She rolled her eyes. Of course, her sister was the only person in Ankh-Morpork, and possibly the entire disc who actually  _ liked and would willingly eat  _ one of Dibblers sausages. But that meant she’d be back at the Watchhouse soon, if only to be sick.

“Well, if she makes it back here, send her up to the office.”

“Yessir!” said the dwarf, relief tangible in his voice. 

 

An hour passed, the Commander did paperwork and tried really, really hard not to think about bourbon. Days gone past, there’d be a bottle in the bottom drawer, just sitting there. And before she knew it, it’d be empty and she’d be peeling her head off the desk in the mornings. But she couldn’t let that happen anymore. Now she had to look out for her sister.

 

There was a tentative knock on the door. 

“Come in.” called Sarah. 

The door opened and a mane of blonde hair appeared around the edge of it. The helmet barely fitted over the top, and the face underneath was a mirror image of her own. She sidled into the room as if expecting to be kicked if she was noticed and looked at Sarah solemnly.

 

Sarah sighed. “Sit down, please, Helena.” She waved vaguely at the chair opposite hers. The other woman sat, her hands tracing the edges of the seat, fiddling with the loose threads that dangled from the cushion.

“Chickens, Helena? You went and stole some poor mans bloody chickens from a few blocks away! You know you’re not supposed to hunt in the city! We’ve talked about this before!” Her voice got louder, and her sister cringed. She stopped herself, and took a deep breath. “Sorry. I’m sorry. But the bloody Patrician called me in about it this time and...well, you know how she gets.”

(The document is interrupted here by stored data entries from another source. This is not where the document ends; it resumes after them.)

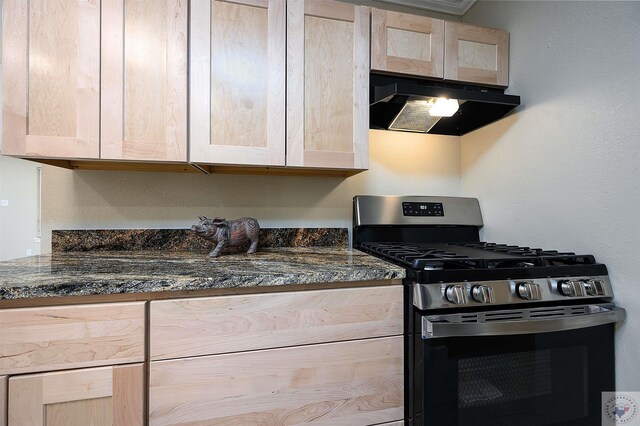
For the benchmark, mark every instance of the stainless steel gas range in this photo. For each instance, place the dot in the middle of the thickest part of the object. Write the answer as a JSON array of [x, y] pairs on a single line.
[[495, 334]]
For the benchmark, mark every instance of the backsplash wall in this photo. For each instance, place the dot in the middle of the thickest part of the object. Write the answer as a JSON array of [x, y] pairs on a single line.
[[400, 163]]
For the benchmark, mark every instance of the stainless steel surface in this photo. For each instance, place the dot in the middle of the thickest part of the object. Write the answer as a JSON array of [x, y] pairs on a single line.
[[433, 296], [482, 294], [538, 320], [571, 288], [387, 210], [528, 290], [414, 117], [456, 294]]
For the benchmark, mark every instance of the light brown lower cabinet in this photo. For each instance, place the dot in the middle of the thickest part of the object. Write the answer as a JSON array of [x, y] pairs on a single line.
[[93, 396], [357, 382]]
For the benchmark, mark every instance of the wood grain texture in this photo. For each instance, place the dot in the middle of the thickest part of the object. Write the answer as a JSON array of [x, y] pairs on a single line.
[[25, 401], [239, 89], [38, 339], [346, 383], [328, 93], [51, 76], [14, 76], [362, 64], [326, 103], [476, 54], [94, 412], [407, 44], [128, 394], [3, 400], [53, 67], [295, 83], [192, 327], [96, 396], [144, 90], [329, 10], [237, 78], [145, 72]]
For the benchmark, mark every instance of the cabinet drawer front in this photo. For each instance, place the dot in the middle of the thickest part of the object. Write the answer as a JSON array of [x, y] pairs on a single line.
[[50, 338], [191, 327], [358, 382]]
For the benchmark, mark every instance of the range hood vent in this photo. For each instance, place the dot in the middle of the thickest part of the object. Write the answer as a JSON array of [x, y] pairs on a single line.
[[402, 103]]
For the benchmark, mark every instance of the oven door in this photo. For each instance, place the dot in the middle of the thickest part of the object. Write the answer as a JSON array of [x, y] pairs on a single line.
[[512, 368]]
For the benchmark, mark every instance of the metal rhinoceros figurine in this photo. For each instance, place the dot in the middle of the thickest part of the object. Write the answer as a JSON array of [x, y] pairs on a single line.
[[230, 233]]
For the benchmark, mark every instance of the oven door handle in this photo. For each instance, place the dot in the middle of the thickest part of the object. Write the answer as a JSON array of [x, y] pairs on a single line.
[[434, 329]]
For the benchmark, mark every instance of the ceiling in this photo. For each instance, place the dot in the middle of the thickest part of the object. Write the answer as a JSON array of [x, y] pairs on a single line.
[[453, 7]]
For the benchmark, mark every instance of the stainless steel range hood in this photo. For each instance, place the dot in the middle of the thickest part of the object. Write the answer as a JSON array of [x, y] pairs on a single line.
[[403, 103]]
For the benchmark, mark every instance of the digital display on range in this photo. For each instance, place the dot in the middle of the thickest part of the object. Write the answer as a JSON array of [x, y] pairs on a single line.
[[422, 209]]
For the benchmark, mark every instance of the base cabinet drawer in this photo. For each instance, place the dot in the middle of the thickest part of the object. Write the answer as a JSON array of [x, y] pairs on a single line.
[[351, 383], [216, 325], [64, 337], [93, 396]]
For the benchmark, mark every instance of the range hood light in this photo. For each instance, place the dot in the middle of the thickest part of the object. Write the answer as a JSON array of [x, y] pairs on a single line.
[[444, 107]]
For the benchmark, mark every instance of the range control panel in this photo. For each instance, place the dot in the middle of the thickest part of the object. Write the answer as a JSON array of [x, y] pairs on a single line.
[[422, 209], [506, 292]]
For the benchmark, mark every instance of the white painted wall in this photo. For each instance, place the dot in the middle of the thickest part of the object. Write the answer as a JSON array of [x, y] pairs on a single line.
[[564, 172], [19, 187], [400, 163]]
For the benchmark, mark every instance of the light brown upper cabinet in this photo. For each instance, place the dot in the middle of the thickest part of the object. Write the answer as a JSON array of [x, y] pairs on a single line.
[[237, 91], [428, 47], [327, 84], [95, 80], [144, 80], [475, 54], [407, 44], [51, 72]]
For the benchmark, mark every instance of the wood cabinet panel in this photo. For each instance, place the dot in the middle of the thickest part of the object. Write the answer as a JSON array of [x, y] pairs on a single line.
[[237, 89], [345, 383], [144, 86], [51, 71], [51, 338], [3, 400], [327, 84], [407, 44], [475, 54], [191, 327], [78, 397]]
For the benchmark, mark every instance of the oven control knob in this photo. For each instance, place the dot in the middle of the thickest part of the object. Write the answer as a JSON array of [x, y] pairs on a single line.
[[593, 287], [528, 291], [456, 294], [571, 288], [482, 294]]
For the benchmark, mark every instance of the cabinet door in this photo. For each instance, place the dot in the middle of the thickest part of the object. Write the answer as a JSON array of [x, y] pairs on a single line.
[[407, 44], [359, 382], [144, 80], [327, 84], [96, 396], [237, 91], [475, 54], [51, 67]]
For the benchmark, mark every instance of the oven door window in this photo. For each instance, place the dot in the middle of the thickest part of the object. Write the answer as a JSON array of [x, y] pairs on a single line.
[[525, 380]]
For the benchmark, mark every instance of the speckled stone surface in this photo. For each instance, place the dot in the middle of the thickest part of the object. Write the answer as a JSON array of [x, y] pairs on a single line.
[[118, 272], [185, 240]]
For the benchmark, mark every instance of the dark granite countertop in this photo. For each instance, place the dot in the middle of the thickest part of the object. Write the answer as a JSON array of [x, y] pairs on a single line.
[[147, 271]]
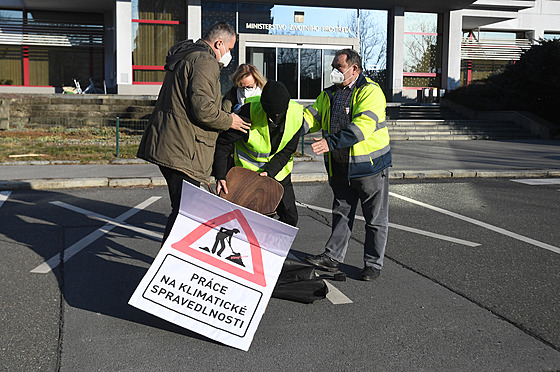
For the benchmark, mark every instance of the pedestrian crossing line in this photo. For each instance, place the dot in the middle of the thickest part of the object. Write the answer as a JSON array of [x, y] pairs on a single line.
[[485, 225], [69, 252], [4, 196], [406, 228]]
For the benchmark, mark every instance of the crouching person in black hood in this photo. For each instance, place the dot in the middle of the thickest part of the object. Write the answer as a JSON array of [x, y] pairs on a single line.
[[269, 145]]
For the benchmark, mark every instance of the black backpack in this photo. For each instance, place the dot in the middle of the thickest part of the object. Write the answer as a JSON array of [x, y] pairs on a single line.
[[299, 282]]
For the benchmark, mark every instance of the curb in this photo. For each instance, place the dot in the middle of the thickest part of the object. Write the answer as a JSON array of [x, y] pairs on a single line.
[[64, 183]]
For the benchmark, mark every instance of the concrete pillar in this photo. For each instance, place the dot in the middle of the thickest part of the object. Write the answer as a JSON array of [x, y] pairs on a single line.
[[535, 35], [194, 20], [395, 54], [109, 52], [4, 114], [451, 51], [123, 36]]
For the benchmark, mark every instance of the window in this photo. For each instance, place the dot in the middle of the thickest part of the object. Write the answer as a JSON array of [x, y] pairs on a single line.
[[156, 27]]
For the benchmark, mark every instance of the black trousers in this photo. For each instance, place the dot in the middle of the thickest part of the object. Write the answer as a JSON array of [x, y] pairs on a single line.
[[287, 210], [174, 180]]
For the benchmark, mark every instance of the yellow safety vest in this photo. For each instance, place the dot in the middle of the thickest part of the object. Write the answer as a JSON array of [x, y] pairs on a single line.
[[367, 135], [255, 154]]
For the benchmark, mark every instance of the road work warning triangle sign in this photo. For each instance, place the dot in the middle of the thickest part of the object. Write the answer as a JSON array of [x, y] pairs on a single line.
[[186, 245], [217, 269]]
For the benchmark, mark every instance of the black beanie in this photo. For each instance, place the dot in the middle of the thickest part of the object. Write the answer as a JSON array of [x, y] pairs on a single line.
[[275, 98]]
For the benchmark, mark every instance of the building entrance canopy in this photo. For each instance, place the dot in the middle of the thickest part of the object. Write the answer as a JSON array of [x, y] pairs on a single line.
[[432, 6]]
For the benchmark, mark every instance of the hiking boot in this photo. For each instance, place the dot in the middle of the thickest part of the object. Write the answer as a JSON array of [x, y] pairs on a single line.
[[369, 273], [322, 261]]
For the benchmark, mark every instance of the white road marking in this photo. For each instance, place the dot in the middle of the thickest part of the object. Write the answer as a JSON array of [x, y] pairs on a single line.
[[538, 181], [406, 228], [335, 296], [4, 196], [481, 224], [54, 261], [100, 217]]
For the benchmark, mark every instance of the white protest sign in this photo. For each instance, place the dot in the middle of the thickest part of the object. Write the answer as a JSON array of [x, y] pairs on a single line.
[[217, 269]]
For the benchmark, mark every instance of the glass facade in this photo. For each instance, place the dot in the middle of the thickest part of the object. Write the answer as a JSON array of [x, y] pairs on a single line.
[[304, 70], [422, 51], [44, 48]]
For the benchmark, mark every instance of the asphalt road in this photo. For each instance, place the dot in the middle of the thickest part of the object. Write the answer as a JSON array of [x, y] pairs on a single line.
[[470, 282]]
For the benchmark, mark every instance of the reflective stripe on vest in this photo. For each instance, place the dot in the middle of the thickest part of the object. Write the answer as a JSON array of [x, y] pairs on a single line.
[[255, 153], [368, 148]]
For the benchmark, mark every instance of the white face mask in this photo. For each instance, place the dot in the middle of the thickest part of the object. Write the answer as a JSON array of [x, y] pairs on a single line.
[[225, 59], [243, 93], [337, 77]]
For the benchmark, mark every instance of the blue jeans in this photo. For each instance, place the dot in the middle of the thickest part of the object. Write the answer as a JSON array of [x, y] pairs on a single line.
[[373, 193]]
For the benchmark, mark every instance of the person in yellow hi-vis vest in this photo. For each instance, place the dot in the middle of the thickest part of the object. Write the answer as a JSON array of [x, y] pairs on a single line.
[[355, 144], [269, 145]]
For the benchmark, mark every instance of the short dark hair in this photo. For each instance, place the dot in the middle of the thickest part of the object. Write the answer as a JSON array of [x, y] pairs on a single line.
[[352, 57], [221, 30]]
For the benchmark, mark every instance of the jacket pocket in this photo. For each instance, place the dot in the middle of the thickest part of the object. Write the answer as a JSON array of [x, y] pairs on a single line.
[[204, 154]]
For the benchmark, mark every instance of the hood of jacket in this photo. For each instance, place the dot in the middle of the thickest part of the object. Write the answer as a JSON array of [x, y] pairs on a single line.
[[180, 50]]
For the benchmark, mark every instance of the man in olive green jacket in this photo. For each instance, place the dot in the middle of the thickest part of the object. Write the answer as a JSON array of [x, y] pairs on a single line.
[[181, 135]]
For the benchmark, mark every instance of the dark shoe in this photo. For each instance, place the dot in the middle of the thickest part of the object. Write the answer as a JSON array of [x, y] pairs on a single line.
[[322, 261], [369, 273]]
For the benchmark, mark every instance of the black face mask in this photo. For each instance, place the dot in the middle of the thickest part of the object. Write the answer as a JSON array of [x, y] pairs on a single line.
[[276, 119]]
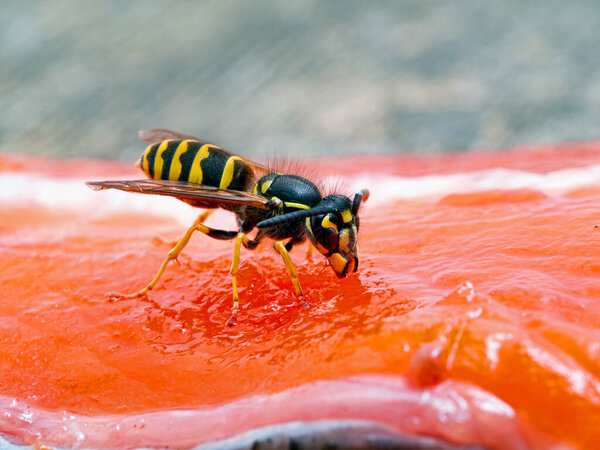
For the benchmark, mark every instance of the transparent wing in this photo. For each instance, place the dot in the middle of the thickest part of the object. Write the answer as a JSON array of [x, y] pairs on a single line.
[[162, 134], [186, 191]]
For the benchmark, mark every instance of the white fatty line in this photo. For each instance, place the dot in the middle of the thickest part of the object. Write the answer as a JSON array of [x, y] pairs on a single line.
[[73, 195]]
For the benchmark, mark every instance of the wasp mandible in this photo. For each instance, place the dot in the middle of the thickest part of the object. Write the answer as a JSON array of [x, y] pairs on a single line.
[[282, 206]]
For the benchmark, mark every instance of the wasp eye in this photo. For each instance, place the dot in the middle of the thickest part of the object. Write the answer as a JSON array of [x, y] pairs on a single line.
[[326, 231]]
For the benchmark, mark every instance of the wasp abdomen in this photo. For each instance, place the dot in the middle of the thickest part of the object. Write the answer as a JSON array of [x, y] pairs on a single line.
[[196, 162]]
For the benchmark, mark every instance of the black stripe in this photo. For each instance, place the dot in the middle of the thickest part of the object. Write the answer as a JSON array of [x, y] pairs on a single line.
[[213, 166], [242, 176], [167, 156], [222, 234], [187, 158], [151, 158]]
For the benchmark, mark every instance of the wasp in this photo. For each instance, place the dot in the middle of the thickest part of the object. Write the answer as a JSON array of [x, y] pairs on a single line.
[[283, 207]]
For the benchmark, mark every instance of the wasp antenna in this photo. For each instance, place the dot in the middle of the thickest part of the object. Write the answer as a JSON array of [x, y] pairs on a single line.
[[95, 185], [293, 216], [361, 196]]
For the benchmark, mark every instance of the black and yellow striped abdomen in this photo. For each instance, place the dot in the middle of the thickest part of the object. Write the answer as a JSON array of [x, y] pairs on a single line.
[[196, 162]]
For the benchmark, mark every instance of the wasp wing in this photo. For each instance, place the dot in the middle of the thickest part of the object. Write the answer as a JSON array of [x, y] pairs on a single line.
[[162, 134], [188, 192]]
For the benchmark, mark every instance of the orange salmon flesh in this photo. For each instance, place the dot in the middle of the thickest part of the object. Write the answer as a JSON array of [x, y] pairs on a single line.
[[478, 287]]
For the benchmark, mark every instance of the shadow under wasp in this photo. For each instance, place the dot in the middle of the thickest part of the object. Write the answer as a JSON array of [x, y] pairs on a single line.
[[282, 206]]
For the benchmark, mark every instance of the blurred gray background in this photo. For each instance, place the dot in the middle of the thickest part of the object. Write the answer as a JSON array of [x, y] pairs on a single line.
[[78, 79]]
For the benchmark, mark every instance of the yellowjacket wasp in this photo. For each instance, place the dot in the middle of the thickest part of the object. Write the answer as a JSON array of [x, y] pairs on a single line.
[[281, 206]]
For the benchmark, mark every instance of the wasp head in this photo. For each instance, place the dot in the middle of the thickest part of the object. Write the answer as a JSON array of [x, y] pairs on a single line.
[[334, 233], [332, 227]]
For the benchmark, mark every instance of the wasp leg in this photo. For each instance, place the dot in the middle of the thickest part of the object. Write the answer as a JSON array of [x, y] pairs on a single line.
[[174, 253], [280, 248], [250, 245], [199, 220]]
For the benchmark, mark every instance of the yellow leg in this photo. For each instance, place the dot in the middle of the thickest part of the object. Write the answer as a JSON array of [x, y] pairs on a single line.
[[280, 247], [173, 254], [241, 239], [309, 251], [199, 220]]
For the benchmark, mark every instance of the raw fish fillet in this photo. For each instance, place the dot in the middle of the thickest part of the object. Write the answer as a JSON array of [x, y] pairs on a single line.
[[474, 317]]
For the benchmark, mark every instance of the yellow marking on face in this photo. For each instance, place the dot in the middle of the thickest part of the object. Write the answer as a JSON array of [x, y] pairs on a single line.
[[175, 169], [347, 216], [158, 161], [326, 223], [196, 171], [344, 240], [227, 176], [144, 165], [338, 262], [321, 249], [296, 205], [265, 186]]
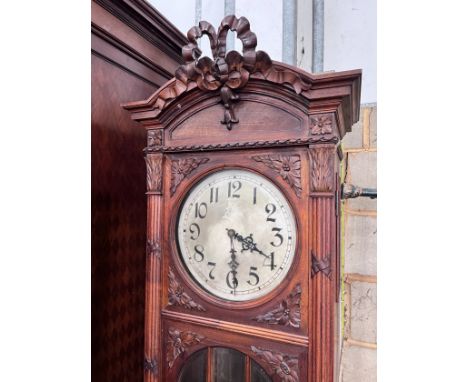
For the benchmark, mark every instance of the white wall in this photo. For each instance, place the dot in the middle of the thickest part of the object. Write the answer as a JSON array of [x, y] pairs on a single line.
[[351, 41], [179, 13], [350, 31]]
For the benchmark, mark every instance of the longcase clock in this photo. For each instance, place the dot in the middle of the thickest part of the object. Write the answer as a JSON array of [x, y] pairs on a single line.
[[243, 271]]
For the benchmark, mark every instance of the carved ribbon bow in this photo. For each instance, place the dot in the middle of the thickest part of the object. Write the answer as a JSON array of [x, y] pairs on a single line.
[[226, 71]]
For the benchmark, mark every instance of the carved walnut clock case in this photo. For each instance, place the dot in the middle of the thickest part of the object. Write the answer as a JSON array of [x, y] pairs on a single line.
[[243, 265]]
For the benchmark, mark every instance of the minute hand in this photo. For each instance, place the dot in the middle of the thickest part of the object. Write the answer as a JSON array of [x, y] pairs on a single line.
[[248, 244]]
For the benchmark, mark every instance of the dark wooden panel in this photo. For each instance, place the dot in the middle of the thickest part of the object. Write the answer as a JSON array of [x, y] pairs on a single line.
[[130, 61], [118, 227]]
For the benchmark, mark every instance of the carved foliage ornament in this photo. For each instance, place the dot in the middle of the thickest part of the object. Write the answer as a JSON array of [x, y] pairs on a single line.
[[287, 313], [321, 124], [153, 172], [178, 296], [181, 168], [321, 265], [230, 71], [155, 138], [150, 365], [284, 366], [322, 173], [178, 342], [153, 248], [287, 166]]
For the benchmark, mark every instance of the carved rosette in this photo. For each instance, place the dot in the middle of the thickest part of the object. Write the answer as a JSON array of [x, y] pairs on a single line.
[[153, 248], [321, 265], [178, 342], [178, 296], [321, 124], [154, 172], [150, 365], [155, 139], [287, 313], [287, 166], [284, 366], [181, 168], [322, 171]]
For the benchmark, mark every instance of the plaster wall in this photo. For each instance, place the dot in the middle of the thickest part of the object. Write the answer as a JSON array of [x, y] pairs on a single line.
[[351, 41]]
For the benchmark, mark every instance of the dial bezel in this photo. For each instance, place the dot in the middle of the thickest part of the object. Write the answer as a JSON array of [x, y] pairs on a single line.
[[181, 264]]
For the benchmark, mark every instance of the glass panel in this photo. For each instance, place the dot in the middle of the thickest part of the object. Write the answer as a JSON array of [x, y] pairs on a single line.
[[228, 365], [194, 369], [257, 374]]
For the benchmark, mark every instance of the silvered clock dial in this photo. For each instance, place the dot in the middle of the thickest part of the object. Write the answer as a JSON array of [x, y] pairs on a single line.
[[236, 234]]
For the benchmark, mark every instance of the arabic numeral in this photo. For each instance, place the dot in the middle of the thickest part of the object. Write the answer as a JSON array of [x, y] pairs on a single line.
[[233, 189], [270, 262], [214, 195], [277, 235], [270, 209], [210, 264], [201, 209], [231, 281], [194, 228], [253, 274], [198, 255]]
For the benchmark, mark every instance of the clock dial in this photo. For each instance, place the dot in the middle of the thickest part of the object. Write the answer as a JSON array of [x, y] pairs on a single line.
[[237, 235]]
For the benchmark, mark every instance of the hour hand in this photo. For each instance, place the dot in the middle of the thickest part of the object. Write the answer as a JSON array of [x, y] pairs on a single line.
[[247, 242]]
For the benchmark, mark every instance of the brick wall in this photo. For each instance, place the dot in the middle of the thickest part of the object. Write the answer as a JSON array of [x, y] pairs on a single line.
[[359, 353]]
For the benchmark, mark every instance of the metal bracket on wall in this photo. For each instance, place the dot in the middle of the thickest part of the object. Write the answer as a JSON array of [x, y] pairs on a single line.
[[349, 191], [320, 265]]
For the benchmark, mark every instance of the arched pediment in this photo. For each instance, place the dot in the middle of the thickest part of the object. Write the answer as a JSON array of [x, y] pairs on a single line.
[[239, 98]]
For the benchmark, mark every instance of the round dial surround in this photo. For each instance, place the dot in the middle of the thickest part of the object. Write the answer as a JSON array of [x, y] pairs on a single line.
[[236, 234]]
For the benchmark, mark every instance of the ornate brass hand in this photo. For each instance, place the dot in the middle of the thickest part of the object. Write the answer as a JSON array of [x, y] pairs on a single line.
[[233, 264], [247, 242]]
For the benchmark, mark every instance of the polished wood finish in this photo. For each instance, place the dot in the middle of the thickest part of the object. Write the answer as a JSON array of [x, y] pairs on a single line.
[[285, 124], [126, 64]]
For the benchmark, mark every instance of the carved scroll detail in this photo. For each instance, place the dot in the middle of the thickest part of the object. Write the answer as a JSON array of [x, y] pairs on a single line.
[[153, 248], [321, 124], [178, 296], [287, 166], [153, 173], [285, 366], [321, 265], [178, 342], [287, 313], [181, 168], [322, 172], [150, 365], [155, 138]]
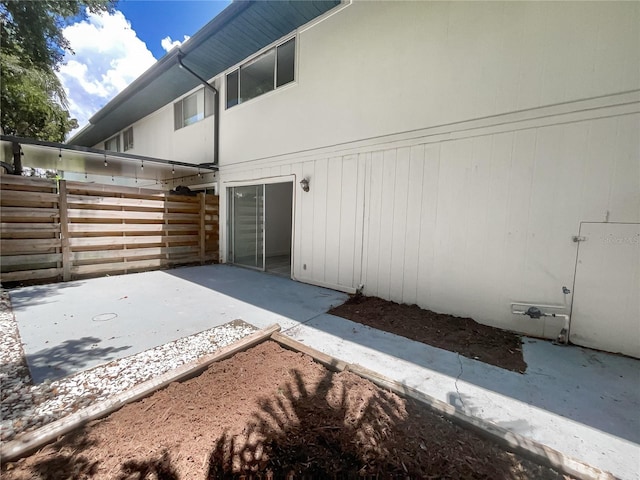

Helena nodded. “Sardonic,” she said. “Snooty.”

Sarah gave a snort. “Yeah. Both of those, in spades.”

“But she is very - pretty.” added Helena, eyeing Sarah with a knowing look. 

“Pfft! Of course she’s pretty! She’s too rich to be ugly!” Sarah blustered uncomfortably. Pretty wasn’t even the word. Duncan was like a work of art, shiny and sculptured and delicately coloured, with the effortless sheen that pots of gold provided. She shook away the image of the Patrician, the oddly  _ attractive _ image.

“Just - look, sis, if you want to hunt, go outside the city, alright? Everyone knows we have a werewolf in the Watch, and I don’t want to start being charged for random chickens. We have enough problems!”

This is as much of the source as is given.